Two University of London professors are warning that Beyonce’s brand of veganism promotes “discrimination and inequality.”

Two professors at the University of London argue that Beyonce’s version of veganism “reproduces existing patterns of discrimination and inequality.” The claim comes as a part of a new academic journal article, first uncovered by Campus Reform’s Toni Airaksinen.

The article, which was written by University of London professors Ella Fegitz and Daniela Pirani, was published in the academic journal Feminist Media Studies. The article critiques Beyonce’s recent “22 Day vegan challenge.” Fegitz and Pirani argue that the challenge stimulates inequality because it is a “post-feminist dietary practice.”

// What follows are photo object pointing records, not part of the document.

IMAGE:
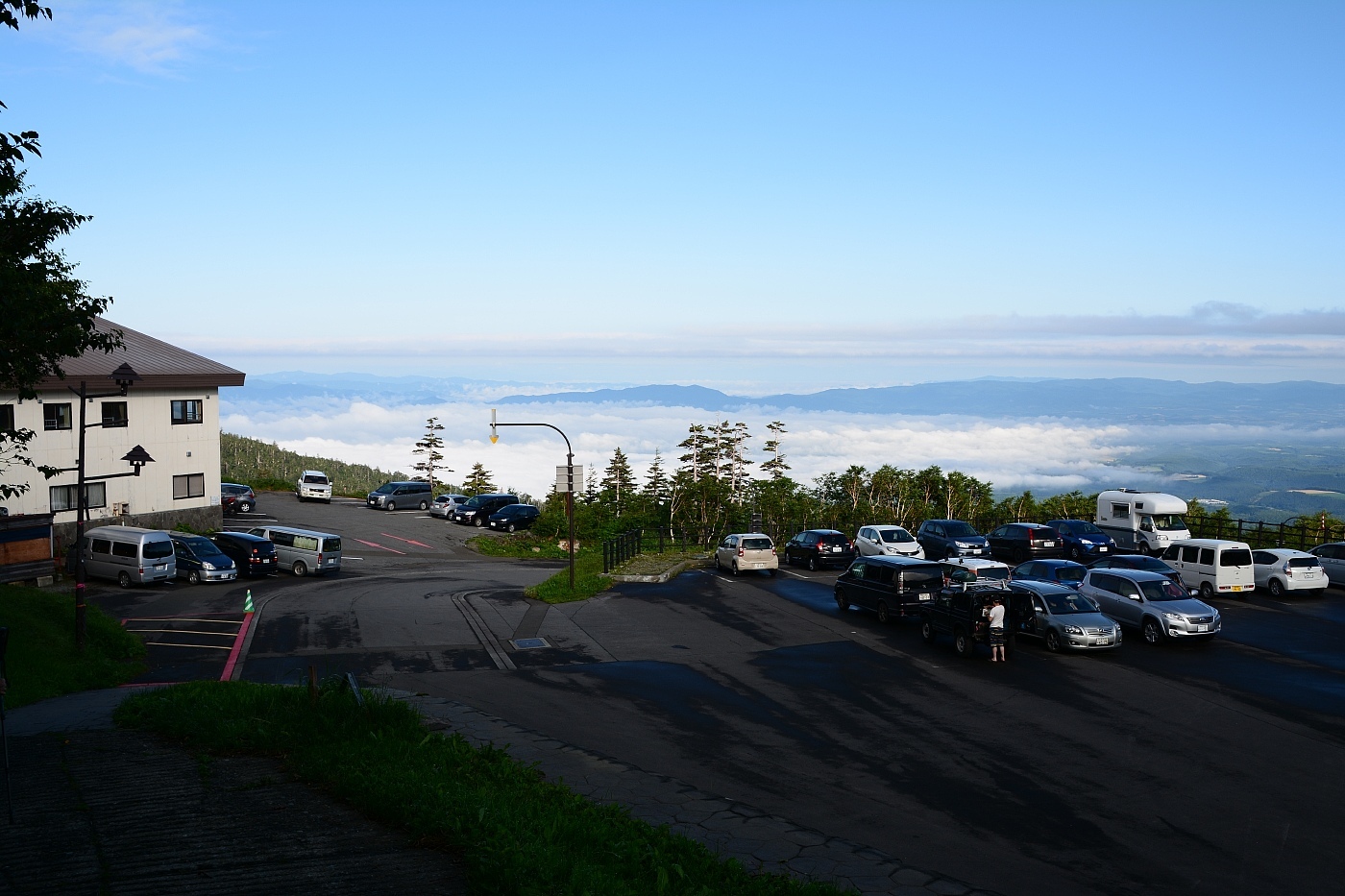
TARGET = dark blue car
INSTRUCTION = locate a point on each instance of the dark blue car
(1082, 540)
(1060, 572)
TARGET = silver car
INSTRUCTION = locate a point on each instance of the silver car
(1060, 617)
(1153, 603)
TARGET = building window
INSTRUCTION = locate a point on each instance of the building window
(188, 486)
(56, 416)
(188, 410)
(63, 496)
(113, 415)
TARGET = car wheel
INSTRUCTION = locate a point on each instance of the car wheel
(962, 642)
(1153, 631)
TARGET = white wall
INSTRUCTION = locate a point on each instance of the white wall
(150, 425)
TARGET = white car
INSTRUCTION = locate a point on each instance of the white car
(1280, 569)
(888, 541)
(746, 550)
(982, 569)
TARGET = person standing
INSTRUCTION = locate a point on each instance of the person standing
(997, 631)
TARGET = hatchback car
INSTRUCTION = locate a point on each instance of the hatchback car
(444, 506)
(1062, 572)
(887, 541)
(951, 539)
(1060, 617)
(1137, 561)
(744, 552)
(818, 547)
(235, 498)
(252, 554)
(1281, 569)
(1152, 601)
(1333, 561)
(1082, 540)
(1018, 543)
(514, 517)
(201, 560)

“The appropriation of a vegan diet is mobilized as part of a post-feminist ethics that promotes an individualistic form of emancipation, which sustains existent patterns of discrimination and inequality, consumerism and neoliberalism,” Fegitz and Pirani write.

Fegitz and Pirani set out to differentiate traditional approaches to veganism from Beyonce’s brand of pop veganism, which they argue “commodifies” the vegan lifestyle. “In this context, the endorsement of veganism is radically different from the ethical and political stance of eco-feminism or black veganism, becoming commodified as just another lifestyle choice,” they attempt to explain.

The professors bash Beyonce’s 22-day veganism experiment as an activity of the elite class rather than an actual exploration of the merits of veganism. “Indeed, Beyoncé’s uptake and promotion of a vegan diet highlights what Elspeth Probyn has called ‘choicechoisie,’ by which she means the bourgeois, neo-liberal logic of shaping personal identity through the exercise of consumer choice,” they continue.

“Ultimately, the post-feminist endorsement of veg*ism becomes a business opportunity, with celebrities such as Beyoncé capitalizing and aggrandizing their wealth through a dietary practice that eco-feminism has employed for political and ethical reasons,” Fegitz and Pirani finish.